Nel medesimo tempo il Santo Padre ha nominato S.E. Mons. Pietro Parolin, Nunzio Apostolico in Venezuela, come nuovo Segretario di Stato. Egli prenderà possesso del suo ufficio il 15 ottobre 2013. 
In quell'occasione, Sua Santità riceverà in Udienza Superiori ed Officiali della Segreteria di Stato, per ringraziare pubblicamente il Card. Tarcisio Bertone per il suo fedele e generoso servizio alla Santa Sede e per presentare loro il nuovo Segretario di Stato.

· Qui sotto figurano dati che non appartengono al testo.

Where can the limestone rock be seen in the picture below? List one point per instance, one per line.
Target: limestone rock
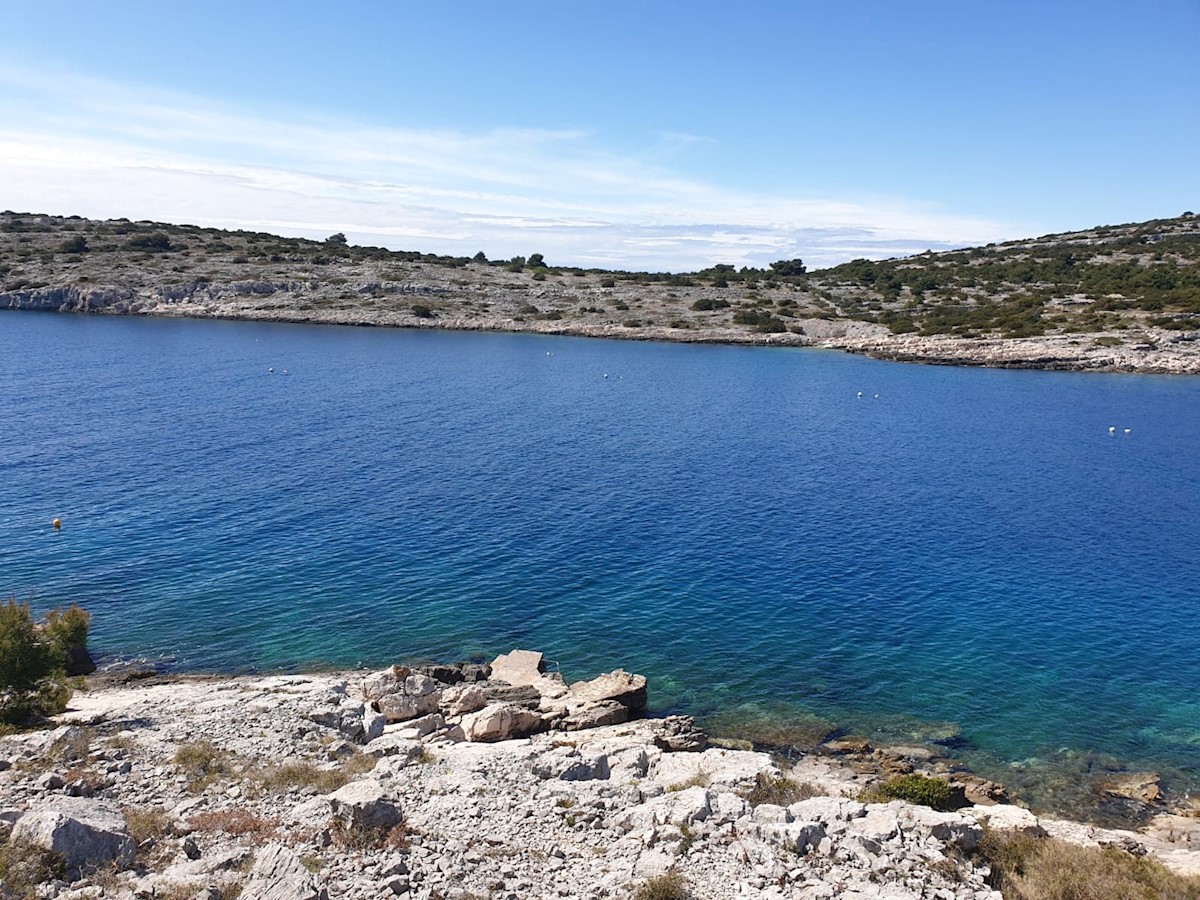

S.E. Mons. Pietro Parolin 
S.E. Mons. Pietro Parolin è nato a Schiavon (Vicenza) il 17 gennaio 1955.
È stato ordinato sacerdote il 27 aprile 1980 e incardinato nella diocesi di Vicenza.
È laureato in Diritto Canonico.
Entrato nel servizio diplomatico della Santa Sede il 1° luglio 1986, ha prestato la propria opera presso le Rappresentanze Pontificie in Nigeria e in Messico e presso la Sezione per i Rapporti con gli Stati della Segreteria di Stato.

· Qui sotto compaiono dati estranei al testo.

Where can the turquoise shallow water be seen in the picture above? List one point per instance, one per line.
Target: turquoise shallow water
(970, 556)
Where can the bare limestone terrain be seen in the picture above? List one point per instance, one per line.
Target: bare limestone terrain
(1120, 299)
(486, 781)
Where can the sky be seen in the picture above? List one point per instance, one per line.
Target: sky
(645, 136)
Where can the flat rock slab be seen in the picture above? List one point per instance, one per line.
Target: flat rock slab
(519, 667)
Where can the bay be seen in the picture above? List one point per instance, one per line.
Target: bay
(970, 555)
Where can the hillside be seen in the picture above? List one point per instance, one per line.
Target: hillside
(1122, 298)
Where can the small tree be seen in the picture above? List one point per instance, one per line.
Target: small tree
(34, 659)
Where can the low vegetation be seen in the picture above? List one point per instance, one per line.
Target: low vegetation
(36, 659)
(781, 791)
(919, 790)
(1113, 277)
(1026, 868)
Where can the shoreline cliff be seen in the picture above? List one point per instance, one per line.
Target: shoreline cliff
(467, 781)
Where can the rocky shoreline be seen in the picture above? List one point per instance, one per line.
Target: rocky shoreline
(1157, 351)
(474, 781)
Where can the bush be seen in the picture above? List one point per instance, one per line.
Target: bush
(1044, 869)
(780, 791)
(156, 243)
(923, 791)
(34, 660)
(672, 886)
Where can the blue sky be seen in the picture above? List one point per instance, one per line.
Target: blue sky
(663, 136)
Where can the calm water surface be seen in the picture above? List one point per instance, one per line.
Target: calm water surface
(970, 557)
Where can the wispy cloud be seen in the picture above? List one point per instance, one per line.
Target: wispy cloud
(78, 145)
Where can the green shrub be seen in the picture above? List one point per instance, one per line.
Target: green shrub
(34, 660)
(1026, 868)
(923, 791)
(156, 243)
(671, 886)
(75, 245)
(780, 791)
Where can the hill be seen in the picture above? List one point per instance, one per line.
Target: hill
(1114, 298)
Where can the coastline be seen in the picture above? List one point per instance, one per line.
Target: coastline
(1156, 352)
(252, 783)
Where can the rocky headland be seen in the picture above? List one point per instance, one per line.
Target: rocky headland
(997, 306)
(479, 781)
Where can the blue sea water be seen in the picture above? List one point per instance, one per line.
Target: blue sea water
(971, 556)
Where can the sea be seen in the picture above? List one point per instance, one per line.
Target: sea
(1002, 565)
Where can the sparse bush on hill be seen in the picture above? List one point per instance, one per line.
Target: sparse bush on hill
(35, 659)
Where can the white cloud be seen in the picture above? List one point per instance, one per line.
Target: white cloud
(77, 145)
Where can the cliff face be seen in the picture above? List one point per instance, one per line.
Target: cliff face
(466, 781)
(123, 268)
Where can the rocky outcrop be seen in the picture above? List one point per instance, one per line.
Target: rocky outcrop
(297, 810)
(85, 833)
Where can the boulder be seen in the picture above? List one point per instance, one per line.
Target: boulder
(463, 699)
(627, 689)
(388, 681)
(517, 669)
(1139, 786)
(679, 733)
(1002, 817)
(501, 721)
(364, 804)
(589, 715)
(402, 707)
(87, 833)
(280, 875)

È stato nominato Sotto-Segretario della Sezione Rapporti con gli Stati della Segreteria di Stato il 30 novembre 2002.
Il 17 agosto 2009 è stato nominato Nunzio Apostolico in Venezuela ed elevato in pari tempo alla sede titolare di Acquapendente, con dignità di Arcivescovo. Ha ricevuto l’ordinazione episcopale dalle mani di Papa Benedetto XVI il 12 settembre dello stesso anno.

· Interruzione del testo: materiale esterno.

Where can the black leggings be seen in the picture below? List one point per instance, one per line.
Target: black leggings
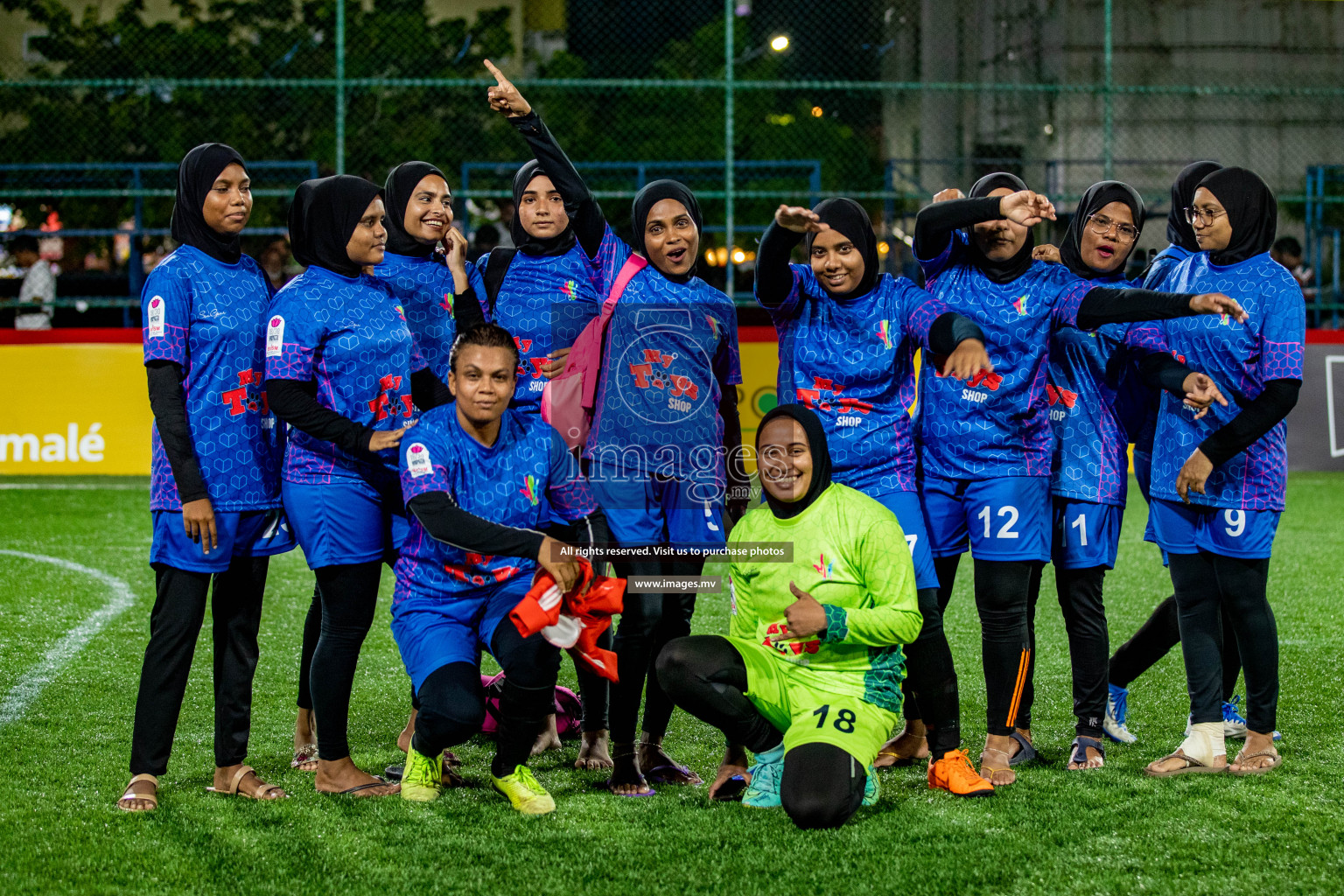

Oltre all’italiano, conosce il francese, l’inglese e lo spagnolo. 
[01195-01.01] 

Un Segretario di Stato... vicentino?





di Andrea Tornielli per Vatican Insider 
Papa Francesco potrebbe accogliere domani le dimissioni a suo tempo presentate dal cardinale Segretario di Stato Tarcisio Bertone e secondo diverse indiscrezioni avrebbe deciso di nominare al suo posto l'arcivescovo Pietro Parolin, nunzio apostolico in Venezuela.
Il nuovo «primo ministro» vaticano ha 58 anni, ed è originario a Schiavon, in provincia di Vicenza. Sacerdote dal 1980, entrato nella diplomazia vaticana nel 1986, nel 2002 è stato nominato sottosegretario della Sezione per i Rapporti con gli Stati della Segreteria di Stato, in pratica «viceministro degli Esteri», dove ha collaborato prima con il cardinale Sodano e poi con Bertone. Nel settembre 2009 Benedetto XVI, che qualche settimana prima lo aveva nominato nunzio in Venezuela, lo ha consacrato vescovo. Tra i co-consacranti c'era anche Bertone.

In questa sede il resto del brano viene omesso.